Up until 1982, Canada had no constitutionally-entrenched bill of rights -- the British principle of legislative supremacy prevailed subject to a federal division of powers. The only reason that a law could be unconstituional was that the wrong level of government had enacted it. It was unconstitutional for the Alberta legislature to ban press criticism of the government's economic policies, but only because that was something only the Federal parliament could do.

In fact, the principle of judicial review rested on the ultimate legislative supremacy of the Westminister Parliament. Canada's constitutional documents, as imperial legislation, were paramount to its ordinary domestic enactments. The awkward part of this was that amendments to the Constitution had to be accomplished in London -- very embarrassing after Canada became independent in 1931, but we were unable to agree to any better way of doing business. And so matters remained until 1981-2, when the monomania of Pierre Trudeau interfered with this way of doing business.

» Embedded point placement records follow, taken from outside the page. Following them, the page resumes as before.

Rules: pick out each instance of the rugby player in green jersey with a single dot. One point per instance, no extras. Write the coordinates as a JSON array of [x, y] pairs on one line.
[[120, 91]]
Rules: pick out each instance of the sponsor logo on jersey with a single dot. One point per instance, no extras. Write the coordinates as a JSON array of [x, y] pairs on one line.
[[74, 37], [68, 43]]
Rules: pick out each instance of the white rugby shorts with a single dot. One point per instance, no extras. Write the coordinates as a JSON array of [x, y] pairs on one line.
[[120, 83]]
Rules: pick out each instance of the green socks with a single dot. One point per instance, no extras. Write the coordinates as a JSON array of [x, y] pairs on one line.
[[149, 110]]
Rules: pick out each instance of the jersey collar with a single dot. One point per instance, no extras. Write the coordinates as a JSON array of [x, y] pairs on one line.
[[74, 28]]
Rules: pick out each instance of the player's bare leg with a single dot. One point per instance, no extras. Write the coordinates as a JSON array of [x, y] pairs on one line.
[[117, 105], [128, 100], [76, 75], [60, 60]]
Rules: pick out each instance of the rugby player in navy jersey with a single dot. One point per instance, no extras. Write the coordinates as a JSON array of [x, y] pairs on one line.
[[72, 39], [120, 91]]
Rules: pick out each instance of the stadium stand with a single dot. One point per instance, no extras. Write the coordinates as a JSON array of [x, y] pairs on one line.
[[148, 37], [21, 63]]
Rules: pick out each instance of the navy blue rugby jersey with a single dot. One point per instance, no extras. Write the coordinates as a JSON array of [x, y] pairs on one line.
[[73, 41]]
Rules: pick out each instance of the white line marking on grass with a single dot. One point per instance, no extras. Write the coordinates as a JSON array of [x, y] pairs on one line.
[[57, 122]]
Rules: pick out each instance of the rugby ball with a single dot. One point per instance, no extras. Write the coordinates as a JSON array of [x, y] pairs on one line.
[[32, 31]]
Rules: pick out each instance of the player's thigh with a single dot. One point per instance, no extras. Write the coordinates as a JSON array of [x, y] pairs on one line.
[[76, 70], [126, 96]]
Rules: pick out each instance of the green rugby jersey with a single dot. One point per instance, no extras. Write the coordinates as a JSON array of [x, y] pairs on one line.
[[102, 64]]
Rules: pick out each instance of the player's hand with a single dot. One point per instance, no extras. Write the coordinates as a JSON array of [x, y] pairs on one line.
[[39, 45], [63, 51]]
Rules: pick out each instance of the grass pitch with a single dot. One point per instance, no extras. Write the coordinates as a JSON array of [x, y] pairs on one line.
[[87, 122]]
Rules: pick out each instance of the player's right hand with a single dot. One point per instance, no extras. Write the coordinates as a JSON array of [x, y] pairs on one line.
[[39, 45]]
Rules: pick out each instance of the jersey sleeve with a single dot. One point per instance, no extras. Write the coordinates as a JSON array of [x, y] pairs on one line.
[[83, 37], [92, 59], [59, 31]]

Trudeau decided that Canada must have a domestic amending formula and a written constitutional bill of rights. But he had no strong views about what must be in the bill of rights, other than provisions about mobility and language. The federal NDP strongly supported Trudeau's project, but its only Premier, Blakeney, was not so sure. Ambivalence provided a certain amount of power -- Blakeney got both what was most important to Saskatchewan parochially (confirmation of its jurisdiction over its resources and an amending formula that did not give it lesser status as originally proposed by Trudeau), but also a framework that reflected his perspective. The first draft of the Charter was a product of Justice Canada, the Joint Commons/Senate committee and progressive interest groups, but the final edit owes a lot to Blakeney.

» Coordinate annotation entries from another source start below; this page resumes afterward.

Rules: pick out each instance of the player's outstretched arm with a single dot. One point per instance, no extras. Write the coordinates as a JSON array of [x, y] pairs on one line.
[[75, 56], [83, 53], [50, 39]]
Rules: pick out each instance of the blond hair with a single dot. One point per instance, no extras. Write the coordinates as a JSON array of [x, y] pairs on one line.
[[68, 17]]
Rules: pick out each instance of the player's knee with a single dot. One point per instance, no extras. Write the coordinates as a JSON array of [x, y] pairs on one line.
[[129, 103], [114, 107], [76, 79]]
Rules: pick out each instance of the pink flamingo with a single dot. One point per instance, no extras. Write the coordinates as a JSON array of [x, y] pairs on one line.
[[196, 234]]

From the interview, it is clear that Blakeney is concerned about the SCC's constitutionalization of commercial speech and "substantive due process," and wishes politicians would use the notwithstanding clause more. He is scathing about the Provincial Court Judges Reference and the Chaoulli decision. He is pleased with how the Charter has improved equality for gays and lesbians and reformed criminal procedure, while stating some ambivalence on both abortion and aboriginal rights jurisprudence.

Blakeney's interesting on the subject of original intent. Asked how much it should matter to ongoing judicial interpretation what the politicians who agreed to the Charter thought they were doing, Blakeney replies:

Quite a bit at first, and decreasingly over time. We are all in favour of treating the Constitution as a "living tree." But I don't think it is right for the courts to decide that they don't like the tree we planted, dig it up and transplant another species. The speed with which the Court renounced what the politicians, and I would argue, the public, thought it meant was astounding.

Blakeney was speaking very shortly after the Chaoulli decision inserting the courts into the debate about two-tiered Medicare, and is obviously enraged by it. Like many of the Court's legally controversial decisions, it has found a certain amount of favour with the public (thus putting a critique relying too heavily on democracy in some difficulty -- Blakeney has the same difficulty dealing with the political convention in English Canada against use of the "notwithstanding clause").